A prime example of how such changes affects my relationship with many people in Highley is ST&RH, Shropshire Towns & Rural Housing, which now manages all the council-owned social (“council”) housing. By definition, they operate at arm’s length from the council and therefore from councillors (although there are a handful of councillors who sit on their management board). Not I, nor the parish council, have any input into housing allocation in this village. When we tried to get a Local Lettings Plan – which favoured local people – introduced, we were told that whatever we asked for would have to be submitted to a panel and assessed against the needs of the county and would most probably be rejected.
Another word that you will increasingly hear is “commissioning”, used in the context of Shropshire Council’s becoming a “commissioning authority”, whereby the council pays a third party to provide the services it currently provides directly.

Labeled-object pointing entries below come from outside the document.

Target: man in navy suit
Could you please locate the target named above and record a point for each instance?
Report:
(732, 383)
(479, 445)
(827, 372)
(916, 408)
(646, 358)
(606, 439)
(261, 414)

Whilst I’m not happy about the distancing of people from the centre of their affairs through the diminution of local representation, given the increasing apathy of people towards the machinery of government, local as well as central, I can understand people believing that the profound changes that are happening will not impact directly on them. Perhaps democracy is increasingly irrelevant to people’s daily lives.
Highley is, after all, (if local demographics are to be believed) a place to which people retreat, either daily from their place of work or on a more permanent basis through retirement, so perhaps we are, as I overheard someone jokingly say earlier this week, a bit like ‘Brigadoon’, where the outside world hardly impinges.
A good job, I guess, it’ll be well happy in the forthcoming virtual world as long as nobody goes looking for a council office door to knock on.